Employers want to see courses that you have taken that relate to the internship position as well as any relevant professional experience. Any projects that you have completed within relevant courses should be documented. Group projects are essentially important as this shows the employer that you can be a team player. There is a big chance that you will be applying what you have learned in the classroom at some point during your internship.  Be open about what knowledge you have gained through your schooling and previous work experience. This can allow you a time to shine and apply what you know at your internship. Let the company know any software training you may have gained as well. Any computer skills you can bring to the table will always be a plus.

Internship Resume

Skills

Even if you have never worked in the field before, you can transfer any work skills or experience that you have generated. Use action words to highlight your experiences at previous jobs no matter how small. A waitress can use phrases like “maintained a personal bank,” “provided exceptional customer service,” and “organized multiple orders at any given time.”  These words will stand out show the employer what you are capable of.  As long as the employer can see your work ethic through your words, you are on the right track. Also note any non-work related skills, like computer skills, language skills, etc.

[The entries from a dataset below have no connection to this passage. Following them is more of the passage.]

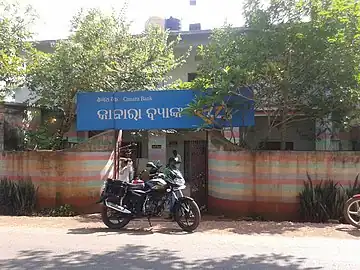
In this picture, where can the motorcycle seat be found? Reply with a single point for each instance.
(136, 186)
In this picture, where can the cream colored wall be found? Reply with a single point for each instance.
(300, 133)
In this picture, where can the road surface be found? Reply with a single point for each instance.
(23, 247)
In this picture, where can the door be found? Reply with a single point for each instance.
(195, 170)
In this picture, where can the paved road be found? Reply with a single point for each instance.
(27, 248)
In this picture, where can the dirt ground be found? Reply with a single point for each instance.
(92, 222)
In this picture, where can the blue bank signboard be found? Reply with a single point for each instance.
(146, 110)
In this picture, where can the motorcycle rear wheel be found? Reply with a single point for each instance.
(180, 211)
(122, 221)
(350, 210)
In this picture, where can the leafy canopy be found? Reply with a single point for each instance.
(100, 55)
(15, 35)
(300, 56)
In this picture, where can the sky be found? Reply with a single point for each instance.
(54, 16)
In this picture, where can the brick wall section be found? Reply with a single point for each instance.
(62, 177)
(267, 183)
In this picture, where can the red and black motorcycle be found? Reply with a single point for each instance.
(352, 211)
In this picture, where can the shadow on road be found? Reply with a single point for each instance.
(210, 224)
(142, 257)
(350, 230)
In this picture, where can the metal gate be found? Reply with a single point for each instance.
(195, 170)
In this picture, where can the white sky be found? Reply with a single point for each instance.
(55, 15)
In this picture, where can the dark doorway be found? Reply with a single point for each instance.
(195, 170)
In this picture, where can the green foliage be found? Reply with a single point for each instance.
(100, 55)
(14, 44)
(17, 198)
(42, 138)
(65, 210)
(300, 56)
(324, 201)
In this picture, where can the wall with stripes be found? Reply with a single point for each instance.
(267, 183)
(62, 177)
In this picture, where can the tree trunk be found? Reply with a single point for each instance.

Extracurricular Activities

Have you participated in any related extracurricular activities?  Have you held a leadership position in non related activities? It is important to show the employer any related clubs or groups that may lead you closer to landing the internship. Even if you haven’t participated in related activities, a leadership role in non related activities could be just as important.  If you have been a coach or acted as a team lead, make the company aware that you can take charge if need be. Employers like to see young people with tenacity and who aren’t afraid to be themselves and bring something new to the table.

Letters of Recommendation

It’s a great thing when you have established professionals willing to put their name on the line to back you up.  Meet with former employers or teachers that have worked closely with you in the past to write a letter of recommendation for you. Words of praise from a respected source is highly esteemed and may be the exact tool to help you achieve the internship you desire.

Format

Last but not least, keep the format of your resume simple and clear. Stick to just 1 or 2 fonts, use bullet points, and call out headings with bold text. Realistically, employers usually only spend 1-2 minutes reviewing your resume, so you want to make sure it is easy to read and your main points, skills, achievements, and job-fit are clearly visible.